Re: [PATCH 0/2] pipe: Fixes [ver #2]
From: Vincent Guittot
Date: Tue Dec 10 2019 - 09:38:44 EST
On Mon, 9 Dec 2019 at 18:48, Linus Torvalds
<torvalds@xxxxxxxxxxxxxxxxxxxx> wrote:
>
> [ Added DJ to the participants, since he seems to be the Fedora make
> maintainer - DJ, any chance that this absolutely horrid 'make' buf can
> be fixed in older versions too, not just rawhide? The bugfix is two
> and a half years old by now, and the bug looks real and very serious ]
>
> On Mon, Dec 9, 2019 at 1:54 AM Vincent Guittot
> <vincent.guittot@xxxxxxxxxx> wrote:
> >
> > Which version of make should I use to reproduce the problem ?
>
> So the problematic one is "make-4.2.1-13.fc30.x86_64" in Fedora 30.

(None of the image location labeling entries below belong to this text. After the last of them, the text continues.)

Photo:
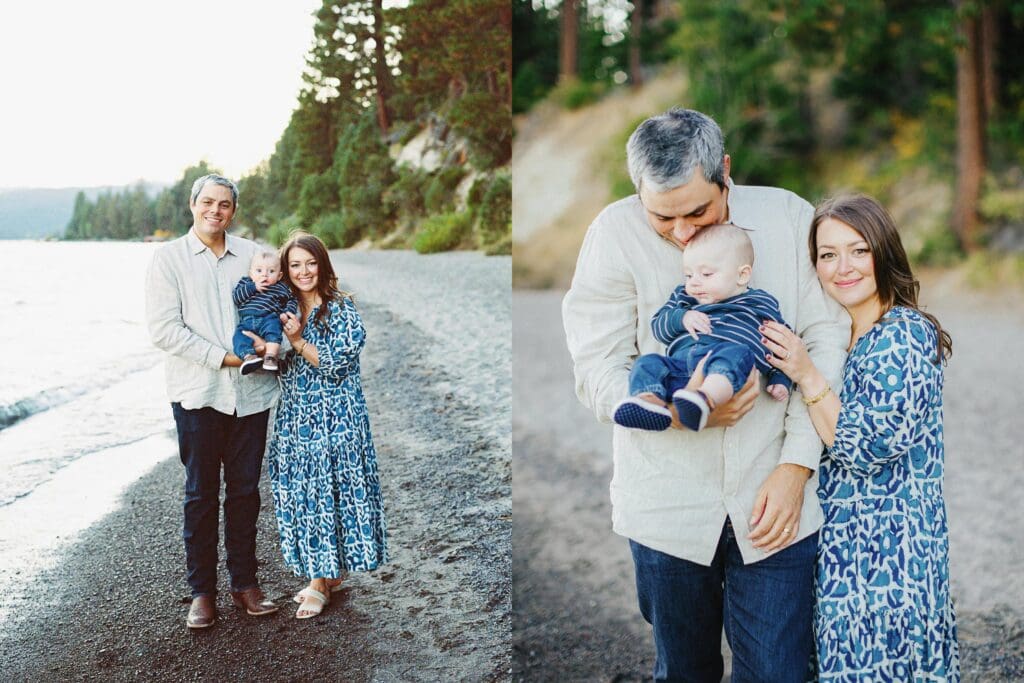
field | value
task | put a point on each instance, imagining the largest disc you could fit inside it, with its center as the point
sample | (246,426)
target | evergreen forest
(401,137)
(889,97)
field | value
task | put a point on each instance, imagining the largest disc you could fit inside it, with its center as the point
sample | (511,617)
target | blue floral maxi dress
(322,461)
(884,610)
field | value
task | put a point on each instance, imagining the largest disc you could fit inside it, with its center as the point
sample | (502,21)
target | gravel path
(114,608)
(576,616)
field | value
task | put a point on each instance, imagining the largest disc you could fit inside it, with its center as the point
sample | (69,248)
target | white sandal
(298,596)
(312,603)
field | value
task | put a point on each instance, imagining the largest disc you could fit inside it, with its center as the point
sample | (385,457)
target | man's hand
(696,322)
(775,519)
(259,346)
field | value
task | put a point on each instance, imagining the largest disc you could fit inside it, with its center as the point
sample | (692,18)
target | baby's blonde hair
(727,237)
(266,254)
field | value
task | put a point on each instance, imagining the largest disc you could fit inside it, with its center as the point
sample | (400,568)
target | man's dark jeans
(207,439)
(766,608)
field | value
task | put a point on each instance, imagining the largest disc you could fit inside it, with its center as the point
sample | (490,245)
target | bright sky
(112,91)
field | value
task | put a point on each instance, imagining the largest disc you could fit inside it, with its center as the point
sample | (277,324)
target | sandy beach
(112,606)
(576,615)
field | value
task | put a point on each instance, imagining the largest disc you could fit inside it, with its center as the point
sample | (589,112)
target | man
(723,522)
(221,416)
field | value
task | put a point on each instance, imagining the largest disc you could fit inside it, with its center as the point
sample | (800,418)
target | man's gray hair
(217,180)
(665,150)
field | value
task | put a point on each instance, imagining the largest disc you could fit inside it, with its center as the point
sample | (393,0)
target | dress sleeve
(892,395)
(338,347)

> I'm assuming it's fairly plain 4.2.1, but I didn't try to look into
> the source rpm or anything like that.
I'm using Debian buster and the make package is version: 4.2.1-1.2 for
arm64. It doesn't have the commit you mentioned below but I don't see
the problem on my platform and all 8 cpus are used with -j 16 or even
-j 9
>
> The working one for me was just the top of -git from
>
> https://git.savannah.gnu.org/git/make.git
>
> which is 4.2.92 right now.
>
> The fix is presumably commit b552b05 ("[SV 51159] Use a non-blocking
> read with pselect to avoid hangs") as per Akemi. That is indeed after
> 4.2.1, and it looks real.
>
> Before that commit the buggy jobserver code basically does
>
> (1) use pselect() to wait for readable and see child deaths atomically
> (2) use blocking read to get the token
>
> and while (1) is atomic, if the child death happens between the two,
> it goes into the blocking read and has SIGCHLD blocked, so it will try
> to read the token from the token pipe, but it will never react to the
> child death - and the child death is what is going to _release_ a
> token.
>
> So what seems to happen is that when the right timing triggers, you
That can explain why I can't see the problem on my platform
> end up with a lot of sub-makes waiting for a token, but they are also
> all supposed to _release_ a token. So you don't have enough tokens to
> go around. In the worst case, _everybody_ who has a token is also not
> releasing it, and then you end up triggering the timeout code (after
> one second), which will make things really go into a crawl.
>
> And by a crawl I mean that worst-case you really end up with just one
> job per second per sub-make. It will take _hours_ to compile the
> kernel at that speed, when it normally finishes in 15 minutes on my
> machine even when I do a from-scratch allmodconfig build.
>
> It does seem to be a major bug in the jobserver code. In particular
> with the trial fair and exclusive wakeup patch that I sent out in the
> other thread, it seems to be _reliably_ much worse and triggers 100%
> of the time for me.
>
> It's possible that my trial patch is buggy, but everything else looks
> fine, and with a fixed make the trial patch works for me.
>
> I'll include the trial patch here too, I think I cc'd you on the other
> thread too, but hey..
>
> Anyway, it looks like the sync wakeup thing is more of a "get timing
> right by luck" thing than anything else. Possibly it actually causes
> the reverse order of reader wakeups more often (ie the most _recent_
> reader is most likely to get woken up synchronously) and that may be
> what really ends up masking the jobserver problem, since apparently
> doing wakeups in the fair and proper order makes things much worse..
>
> What a horrible pain that pipe rework ended up being. But I think
> we're in better shape now than we used to be, it just had very
> unfortunate timing issues and several real bugs.
>
> But sadly, there's no way I can push that fair pipe wakeup thing as
> long as this horribly buggy version of make is widespread.
>
> Linus